At least half a dozen radiometric dating techniques can be applied to the last few million years when humans and our kin evolved, says Potts. For example, by using argon-argon dating to pin down the age of tiny crystals in ancient layers of volcanic ash — crystals that had formed during the eruptions themselves — researchers have estimated that the Australopithecus dubbed Lucy lived about 3.18 million years ago. Today’s archaeologists and paleontologists also benefit from another half dozen or so absolute dating techniques beyond radiometric approaches, expanding the types of materials that can be dated, Potts says.
Advances in techniques over time have let researchers analyze increasingly smaller and smaller samples.
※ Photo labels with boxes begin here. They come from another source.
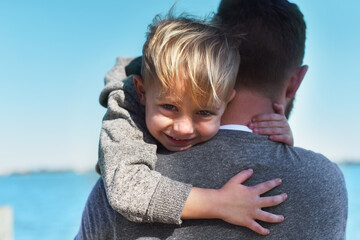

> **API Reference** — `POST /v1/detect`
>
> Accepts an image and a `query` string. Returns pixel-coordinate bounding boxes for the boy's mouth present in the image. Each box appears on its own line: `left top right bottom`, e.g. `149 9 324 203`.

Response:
165 134 194 146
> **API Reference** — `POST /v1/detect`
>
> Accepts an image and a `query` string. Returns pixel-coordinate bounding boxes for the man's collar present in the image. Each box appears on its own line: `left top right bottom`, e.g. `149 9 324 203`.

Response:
219 124 252 133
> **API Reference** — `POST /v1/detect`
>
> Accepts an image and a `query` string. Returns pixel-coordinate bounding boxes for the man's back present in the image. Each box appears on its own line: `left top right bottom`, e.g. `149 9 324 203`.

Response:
77 130 347 239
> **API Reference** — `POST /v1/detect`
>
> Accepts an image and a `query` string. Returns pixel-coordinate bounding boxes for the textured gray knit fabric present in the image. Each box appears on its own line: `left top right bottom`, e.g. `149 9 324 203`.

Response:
98 58 191 224
77 130 347 240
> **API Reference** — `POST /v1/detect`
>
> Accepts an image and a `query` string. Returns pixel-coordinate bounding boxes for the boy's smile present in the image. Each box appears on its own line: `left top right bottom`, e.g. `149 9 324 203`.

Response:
134 78 226 151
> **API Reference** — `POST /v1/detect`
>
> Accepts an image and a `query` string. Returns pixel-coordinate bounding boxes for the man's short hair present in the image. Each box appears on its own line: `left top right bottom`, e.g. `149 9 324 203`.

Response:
141 16 240 103
214 0 306 99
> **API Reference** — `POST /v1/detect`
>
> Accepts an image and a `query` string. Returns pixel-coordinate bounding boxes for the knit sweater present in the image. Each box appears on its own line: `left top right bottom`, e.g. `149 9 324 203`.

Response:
77 130 347 240
98 58 191 224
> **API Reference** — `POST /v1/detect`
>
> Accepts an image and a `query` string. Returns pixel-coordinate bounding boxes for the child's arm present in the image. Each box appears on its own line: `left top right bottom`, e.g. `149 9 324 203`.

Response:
99 58 285 234
99 59 191 224
182 169 287 235
248 103 294 146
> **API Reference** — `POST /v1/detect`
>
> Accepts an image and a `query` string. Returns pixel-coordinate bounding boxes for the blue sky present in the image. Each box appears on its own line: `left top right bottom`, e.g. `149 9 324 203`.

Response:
0 0 360 172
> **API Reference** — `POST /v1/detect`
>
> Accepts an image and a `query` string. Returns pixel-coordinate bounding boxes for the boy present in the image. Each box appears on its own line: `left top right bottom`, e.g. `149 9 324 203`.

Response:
99 15 288 234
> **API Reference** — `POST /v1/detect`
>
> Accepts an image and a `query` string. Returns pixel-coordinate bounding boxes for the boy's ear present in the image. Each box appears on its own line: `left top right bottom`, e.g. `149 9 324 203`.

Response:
133 75 146 106
286 65 309 99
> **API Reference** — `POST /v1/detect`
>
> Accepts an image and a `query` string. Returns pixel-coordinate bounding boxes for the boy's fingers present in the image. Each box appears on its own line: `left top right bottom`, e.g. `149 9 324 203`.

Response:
253 127 284 135
250 120 285 128
256 210 284 223
245 220 270 235
229 169 254 183
252 178 281 195
260 193 287 208
251 113 284 122
269 134 294 146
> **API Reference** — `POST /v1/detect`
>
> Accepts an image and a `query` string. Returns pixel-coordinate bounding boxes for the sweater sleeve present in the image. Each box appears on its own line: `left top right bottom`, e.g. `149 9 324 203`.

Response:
95 59 191 224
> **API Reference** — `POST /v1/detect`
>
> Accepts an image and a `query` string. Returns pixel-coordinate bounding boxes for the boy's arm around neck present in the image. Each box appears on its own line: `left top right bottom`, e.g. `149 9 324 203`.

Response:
99 61 191 224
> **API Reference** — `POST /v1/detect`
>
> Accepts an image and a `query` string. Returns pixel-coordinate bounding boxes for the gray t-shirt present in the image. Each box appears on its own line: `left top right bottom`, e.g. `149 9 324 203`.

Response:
77 130 347 240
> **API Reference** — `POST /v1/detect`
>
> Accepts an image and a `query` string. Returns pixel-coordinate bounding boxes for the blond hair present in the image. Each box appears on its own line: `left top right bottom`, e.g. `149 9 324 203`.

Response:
141 16 240 103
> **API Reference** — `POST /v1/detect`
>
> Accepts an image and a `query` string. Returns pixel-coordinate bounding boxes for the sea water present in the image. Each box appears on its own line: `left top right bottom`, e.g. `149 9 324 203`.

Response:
0 165 360 240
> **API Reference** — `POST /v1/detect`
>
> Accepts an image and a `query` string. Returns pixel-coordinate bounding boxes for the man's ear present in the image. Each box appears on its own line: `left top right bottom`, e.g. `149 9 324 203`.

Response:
227 89 236 103
133 75 146 105
286 65 309 99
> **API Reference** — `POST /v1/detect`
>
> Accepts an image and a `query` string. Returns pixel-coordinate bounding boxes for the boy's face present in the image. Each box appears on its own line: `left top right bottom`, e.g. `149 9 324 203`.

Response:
134 78 226 151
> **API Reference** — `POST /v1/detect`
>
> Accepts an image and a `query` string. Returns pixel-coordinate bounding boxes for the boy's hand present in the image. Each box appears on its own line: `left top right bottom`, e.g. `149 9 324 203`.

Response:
248 103 294 146
217 169 287 235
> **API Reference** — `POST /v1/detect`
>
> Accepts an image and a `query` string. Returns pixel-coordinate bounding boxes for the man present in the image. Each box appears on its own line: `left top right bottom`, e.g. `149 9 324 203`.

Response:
79 0 347 239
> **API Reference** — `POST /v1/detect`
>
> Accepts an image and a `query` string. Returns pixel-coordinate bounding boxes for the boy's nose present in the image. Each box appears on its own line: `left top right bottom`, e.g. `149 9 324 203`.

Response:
173 117 194 135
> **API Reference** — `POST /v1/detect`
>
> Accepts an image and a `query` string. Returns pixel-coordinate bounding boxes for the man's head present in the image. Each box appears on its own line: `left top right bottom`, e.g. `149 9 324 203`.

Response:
214 0 307 117
134 17 240 151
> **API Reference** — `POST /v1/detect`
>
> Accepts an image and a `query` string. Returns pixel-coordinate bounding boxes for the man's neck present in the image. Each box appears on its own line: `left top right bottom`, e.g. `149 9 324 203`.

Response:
221 90 274 126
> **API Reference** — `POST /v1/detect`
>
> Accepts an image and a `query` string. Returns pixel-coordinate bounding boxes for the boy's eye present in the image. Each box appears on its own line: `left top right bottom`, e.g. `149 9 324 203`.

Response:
198 110 213 116
161 104 177 111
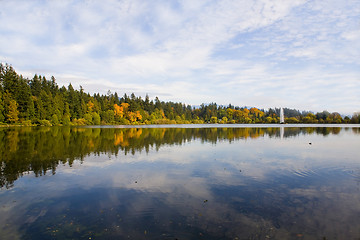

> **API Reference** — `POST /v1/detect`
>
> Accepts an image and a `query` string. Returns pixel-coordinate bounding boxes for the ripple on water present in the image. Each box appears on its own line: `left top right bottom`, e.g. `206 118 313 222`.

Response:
288 166 360 183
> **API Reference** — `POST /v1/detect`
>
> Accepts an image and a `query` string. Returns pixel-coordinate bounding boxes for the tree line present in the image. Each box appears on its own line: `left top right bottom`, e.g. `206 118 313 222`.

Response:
0 63 360 126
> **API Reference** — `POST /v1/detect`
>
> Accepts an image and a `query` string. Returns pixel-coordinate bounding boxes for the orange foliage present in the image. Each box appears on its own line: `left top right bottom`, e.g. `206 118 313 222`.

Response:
114 103 124 118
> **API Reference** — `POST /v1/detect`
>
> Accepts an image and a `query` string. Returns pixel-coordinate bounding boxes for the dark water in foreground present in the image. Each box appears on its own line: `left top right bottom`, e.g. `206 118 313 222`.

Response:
0 125 360 239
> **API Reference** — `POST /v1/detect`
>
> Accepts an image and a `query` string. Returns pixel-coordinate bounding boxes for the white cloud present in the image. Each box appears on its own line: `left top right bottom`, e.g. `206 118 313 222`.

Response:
0 0 360 112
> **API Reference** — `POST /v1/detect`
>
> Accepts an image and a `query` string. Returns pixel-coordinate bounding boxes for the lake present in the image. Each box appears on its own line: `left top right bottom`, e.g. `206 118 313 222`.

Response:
0 125 360 240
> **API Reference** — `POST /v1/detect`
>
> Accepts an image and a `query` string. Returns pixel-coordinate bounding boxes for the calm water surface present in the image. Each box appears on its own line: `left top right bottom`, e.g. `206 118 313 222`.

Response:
0 125 360 239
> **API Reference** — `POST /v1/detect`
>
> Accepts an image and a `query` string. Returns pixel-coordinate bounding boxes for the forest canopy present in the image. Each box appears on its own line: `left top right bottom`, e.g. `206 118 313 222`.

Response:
0 63 360 126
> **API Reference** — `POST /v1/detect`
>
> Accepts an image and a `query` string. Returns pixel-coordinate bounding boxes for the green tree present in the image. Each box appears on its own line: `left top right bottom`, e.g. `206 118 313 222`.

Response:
6 100 19 123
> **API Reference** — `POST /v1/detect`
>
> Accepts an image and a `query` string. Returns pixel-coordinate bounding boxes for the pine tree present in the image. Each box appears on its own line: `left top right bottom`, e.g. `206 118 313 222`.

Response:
6 100 19 123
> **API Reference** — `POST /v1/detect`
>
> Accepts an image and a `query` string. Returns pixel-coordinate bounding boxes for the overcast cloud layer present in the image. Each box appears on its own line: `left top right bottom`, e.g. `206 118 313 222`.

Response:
0 0 360 114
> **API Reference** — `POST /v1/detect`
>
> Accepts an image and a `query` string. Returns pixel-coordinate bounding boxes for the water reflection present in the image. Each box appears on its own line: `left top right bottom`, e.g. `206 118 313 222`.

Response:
0 127 358 188
0 127 360 239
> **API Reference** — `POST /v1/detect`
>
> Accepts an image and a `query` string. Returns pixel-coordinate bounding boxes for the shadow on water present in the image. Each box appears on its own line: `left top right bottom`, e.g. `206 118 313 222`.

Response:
0 126 360 240
0 127 352 188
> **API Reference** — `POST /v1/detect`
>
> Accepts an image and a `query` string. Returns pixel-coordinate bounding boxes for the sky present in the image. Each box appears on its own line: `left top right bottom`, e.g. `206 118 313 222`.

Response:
0 0 360 115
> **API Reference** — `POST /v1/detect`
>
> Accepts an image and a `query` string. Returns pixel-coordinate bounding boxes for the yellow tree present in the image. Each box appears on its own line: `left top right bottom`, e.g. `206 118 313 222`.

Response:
114 103 124 118
86 100 95 113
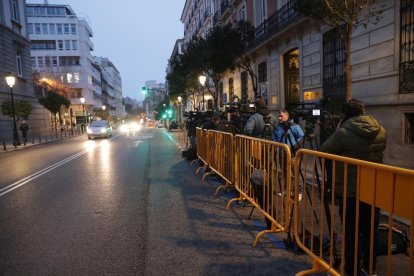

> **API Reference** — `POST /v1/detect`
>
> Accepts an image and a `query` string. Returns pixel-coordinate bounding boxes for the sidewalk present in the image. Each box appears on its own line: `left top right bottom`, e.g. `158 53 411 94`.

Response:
0 130 83 154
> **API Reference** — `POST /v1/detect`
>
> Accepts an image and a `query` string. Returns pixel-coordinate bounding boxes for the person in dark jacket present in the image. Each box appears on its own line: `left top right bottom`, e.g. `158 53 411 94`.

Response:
20 120 29 143
244 98 277 138
320 99 387 275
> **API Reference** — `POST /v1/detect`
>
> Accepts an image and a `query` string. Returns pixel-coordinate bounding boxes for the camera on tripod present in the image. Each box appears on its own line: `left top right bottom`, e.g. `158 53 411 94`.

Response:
292 102 323 121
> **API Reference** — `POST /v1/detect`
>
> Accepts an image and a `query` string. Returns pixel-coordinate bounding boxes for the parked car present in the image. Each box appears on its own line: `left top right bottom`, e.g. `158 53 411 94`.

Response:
86 120 112 140
169 121 179 130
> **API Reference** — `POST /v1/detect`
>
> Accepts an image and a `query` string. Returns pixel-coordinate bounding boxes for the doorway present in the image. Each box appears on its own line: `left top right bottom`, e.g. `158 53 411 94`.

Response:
283 48 300 112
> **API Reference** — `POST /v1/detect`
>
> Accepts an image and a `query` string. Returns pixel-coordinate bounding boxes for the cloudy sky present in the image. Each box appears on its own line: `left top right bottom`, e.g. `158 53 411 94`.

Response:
26 0 185 100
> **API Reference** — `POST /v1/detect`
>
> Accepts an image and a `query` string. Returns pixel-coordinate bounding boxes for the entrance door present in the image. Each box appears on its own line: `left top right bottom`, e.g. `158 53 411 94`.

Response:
283 49 300 111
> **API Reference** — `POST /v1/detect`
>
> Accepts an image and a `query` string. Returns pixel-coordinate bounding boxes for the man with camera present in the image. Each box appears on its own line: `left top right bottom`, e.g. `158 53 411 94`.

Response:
244 98 276 138
273 109 304 155
320 99 387 275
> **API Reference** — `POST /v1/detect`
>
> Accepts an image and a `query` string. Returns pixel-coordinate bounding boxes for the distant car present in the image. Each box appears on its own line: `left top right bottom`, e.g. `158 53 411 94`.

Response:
86 120 112 140
170 121 179 130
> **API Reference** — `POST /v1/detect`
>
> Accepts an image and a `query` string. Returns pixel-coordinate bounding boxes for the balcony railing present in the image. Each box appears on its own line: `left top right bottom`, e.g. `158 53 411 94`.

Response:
249 0 299 48
220 0 233 20
213 11 221 25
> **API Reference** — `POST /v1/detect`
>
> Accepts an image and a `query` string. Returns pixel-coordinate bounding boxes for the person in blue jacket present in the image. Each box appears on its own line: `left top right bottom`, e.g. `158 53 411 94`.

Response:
273 109 304 151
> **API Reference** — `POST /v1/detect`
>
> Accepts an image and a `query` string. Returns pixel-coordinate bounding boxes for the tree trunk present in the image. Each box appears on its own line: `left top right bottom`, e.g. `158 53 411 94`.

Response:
345 22 353 101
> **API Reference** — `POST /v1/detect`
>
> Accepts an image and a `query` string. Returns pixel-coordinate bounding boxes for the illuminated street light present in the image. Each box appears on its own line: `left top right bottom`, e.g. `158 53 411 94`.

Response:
198 75 207 111
6 74 20 148
79 97 87 133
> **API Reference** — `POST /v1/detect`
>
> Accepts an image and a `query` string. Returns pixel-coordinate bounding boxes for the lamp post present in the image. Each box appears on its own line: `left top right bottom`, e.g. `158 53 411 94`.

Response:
79 97 86 133
6 74 20 148
198 75 207 111
178 96 183 124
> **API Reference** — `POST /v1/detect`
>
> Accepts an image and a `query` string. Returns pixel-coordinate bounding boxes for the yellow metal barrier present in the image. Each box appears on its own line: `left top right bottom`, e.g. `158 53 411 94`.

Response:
203 130 234 194
227 135 292 246
294 149 414 275
196 127 209 168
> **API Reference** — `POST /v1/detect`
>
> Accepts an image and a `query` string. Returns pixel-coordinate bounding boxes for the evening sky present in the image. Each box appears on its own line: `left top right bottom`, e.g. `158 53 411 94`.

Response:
27 0 185 100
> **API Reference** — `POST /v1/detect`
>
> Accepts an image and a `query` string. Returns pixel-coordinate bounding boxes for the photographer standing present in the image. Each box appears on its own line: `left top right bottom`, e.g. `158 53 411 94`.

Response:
273 109 304 154
320 99 387 275
244 98 276 138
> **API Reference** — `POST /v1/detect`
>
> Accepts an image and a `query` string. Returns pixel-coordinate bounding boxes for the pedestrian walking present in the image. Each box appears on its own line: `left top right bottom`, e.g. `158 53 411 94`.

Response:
320 99 387 275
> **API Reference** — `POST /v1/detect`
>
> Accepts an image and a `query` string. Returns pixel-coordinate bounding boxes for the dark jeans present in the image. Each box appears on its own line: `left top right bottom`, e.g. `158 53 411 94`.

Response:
339 197 380 275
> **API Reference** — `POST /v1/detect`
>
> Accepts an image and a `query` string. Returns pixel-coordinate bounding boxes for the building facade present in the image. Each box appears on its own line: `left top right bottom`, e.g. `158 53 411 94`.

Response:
0 0 50 142
177 0 414 169
93 57 125 118
26 4 98 127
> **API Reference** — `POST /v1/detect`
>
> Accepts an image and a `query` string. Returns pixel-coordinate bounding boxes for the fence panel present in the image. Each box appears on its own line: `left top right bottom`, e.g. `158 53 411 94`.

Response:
294 149 414 275
227 135 292 245
208 130 234 194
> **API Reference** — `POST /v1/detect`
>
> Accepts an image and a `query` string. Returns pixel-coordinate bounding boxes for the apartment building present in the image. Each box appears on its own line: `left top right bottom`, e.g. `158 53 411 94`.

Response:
26 3 98 124
181 0 414 169
93 57 125 118
0 0 49 141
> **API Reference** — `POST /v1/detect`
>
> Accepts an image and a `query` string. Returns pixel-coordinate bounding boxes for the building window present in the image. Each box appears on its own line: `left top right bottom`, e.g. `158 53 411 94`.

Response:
49 23 56 34
63 24 69 34
323 28 346 103
42 23 49 34
65 40 70 50
56 23 63 34
254 0 267 27
257 62 267 83
229 78 234 101
404 113 414 145
35 23 41 34
16 50 23 77
52 57 58 67
240 71 249 101
70 24 76 34
400 0 414 93
30 57 36 68
72 40 78 50
37 57 44 67
11 0 20 22
27 23 34 34
58 40 63 50
45 57 50 67
237 5 246 21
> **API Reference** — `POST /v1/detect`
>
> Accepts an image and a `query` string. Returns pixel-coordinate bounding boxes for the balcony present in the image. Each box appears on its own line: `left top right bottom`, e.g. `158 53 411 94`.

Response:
220 0 233 21
213 11 221 26
249 0 299 49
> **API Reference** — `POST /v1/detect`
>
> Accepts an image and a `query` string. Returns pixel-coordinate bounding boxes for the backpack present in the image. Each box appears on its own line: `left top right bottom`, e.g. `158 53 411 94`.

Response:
375 224 410 256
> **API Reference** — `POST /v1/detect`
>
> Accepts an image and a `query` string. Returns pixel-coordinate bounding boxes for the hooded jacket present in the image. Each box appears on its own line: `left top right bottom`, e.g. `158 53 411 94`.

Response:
320 115 387 197
244 106 276 138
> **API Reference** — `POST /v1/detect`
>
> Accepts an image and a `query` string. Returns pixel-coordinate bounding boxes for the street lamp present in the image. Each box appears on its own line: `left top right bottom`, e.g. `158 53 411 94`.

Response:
6 74 20 148
79 97 86 133
198 75 207 111
178 96 183 124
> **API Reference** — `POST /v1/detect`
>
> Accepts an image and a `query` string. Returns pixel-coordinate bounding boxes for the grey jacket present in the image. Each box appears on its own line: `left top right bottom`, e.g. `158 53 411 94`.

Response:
244 108 277 138
320 115 387 197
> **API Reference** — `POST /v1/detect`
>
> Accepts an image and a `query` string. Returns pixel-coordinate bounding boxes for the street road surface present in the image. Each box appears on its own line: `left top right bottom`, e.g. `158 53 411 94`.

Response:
0 128 310 275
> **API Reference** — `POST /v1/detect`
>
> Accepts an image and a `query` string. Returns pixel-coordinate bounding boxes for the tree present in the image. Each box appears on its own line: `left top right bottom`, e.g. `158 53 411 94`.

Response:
235 21 258 99
294 0 382 100
1 100 33 120
39 90 70 131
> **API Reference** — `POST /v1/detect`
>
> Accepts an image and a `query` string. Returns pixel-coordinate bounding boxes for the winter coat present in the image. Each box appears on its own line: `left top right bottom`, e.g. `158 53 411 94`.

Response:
273 122 304 148
320 115 387 197
244 108 276 138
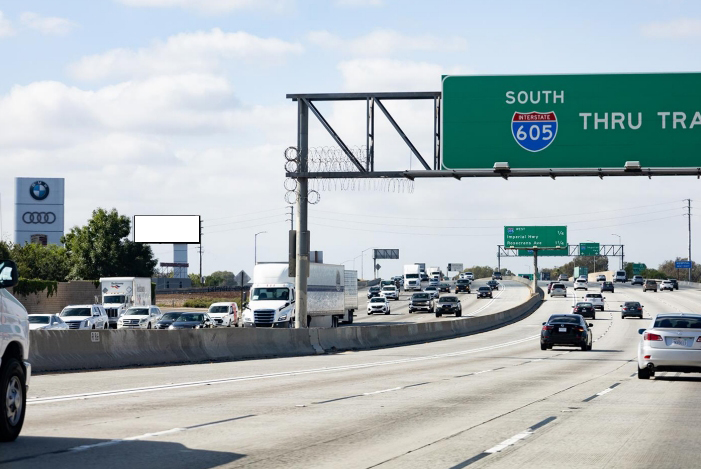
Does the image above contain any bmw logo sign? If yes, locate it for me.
[29,181,49,200]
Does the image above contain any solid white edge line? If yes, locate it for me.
[27,334,540,404]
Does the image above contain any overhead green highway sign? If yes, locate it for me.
[441,73,701,170]
[504,225,567,249]
[579,243,600,256]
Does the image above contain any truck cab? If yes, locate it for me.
[0,260,32,442]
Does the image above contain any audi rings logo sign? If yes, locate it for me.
[22,212,56,225]
[29,181,49,200]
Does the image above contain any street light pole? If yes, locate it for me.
[253,231,267,265]
[611,233,623,270]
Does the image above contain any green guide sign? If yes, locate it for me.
[441,73,701,169]
[579,243,599,256]
[504,225,567,252]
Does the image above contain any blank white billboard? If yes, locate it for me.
[134,215,200,244]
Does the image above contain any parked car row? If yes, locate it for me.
[29,302,239,330]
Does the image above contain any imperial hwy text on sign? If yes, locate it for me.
[442,73,701,169]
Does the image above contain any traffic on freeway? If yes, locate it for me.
[0,276,701,468]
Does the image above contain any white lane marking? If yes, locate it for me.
[363,386,404,396]
[27,334,540,404]
[485,430,533,454]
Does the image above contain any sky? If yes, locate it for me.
[0,0,701,278]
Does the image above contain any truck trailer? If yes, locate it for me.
[243,263,358,328]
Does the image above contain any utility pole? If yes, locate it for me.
[197,218,204,285]
[684,199,693,282]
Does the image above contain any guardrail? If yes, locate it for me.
[29,278,543,372]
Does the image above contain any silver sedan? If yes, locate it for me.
[638,313,701,379]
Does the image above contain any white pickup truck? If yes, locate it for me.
[0,261,32,442]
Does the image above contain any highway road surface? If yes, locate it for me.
[5,284,701,469]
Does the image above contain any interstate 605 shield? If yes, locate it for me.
[511,112,557,152]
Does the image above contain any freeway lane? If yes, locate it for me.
[353,279,530,325]
[8,285,701,469]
That, in turn, is less destructive of rare — or even one-of-a-kind — artifacts or fossils. Whereas once researchers had to destroy large samples of material to perform an analysis, “now we can date a single kernel of maize,” says Ryan Williams, an anthropological archaeologist at the Field Museum in Chicago.
Other advances, which have made radiometric dating techniques cheaper and more precise, send researchers back to the lab to reanalyze artifacts, says Suzanne Pilaar Birch, an archaeologist at the University of Georgia in Athens. And more samples and more precision yield more refined chronologies. By radiocarbon dating nearly 100 samples from a mountaintop site in southern Peru, for instance, Williams and his colleagues determined that the site was occupied for more than four centuries.
The results of all this dating, Pilaar Birch notes, are “changing our understanding of the past.”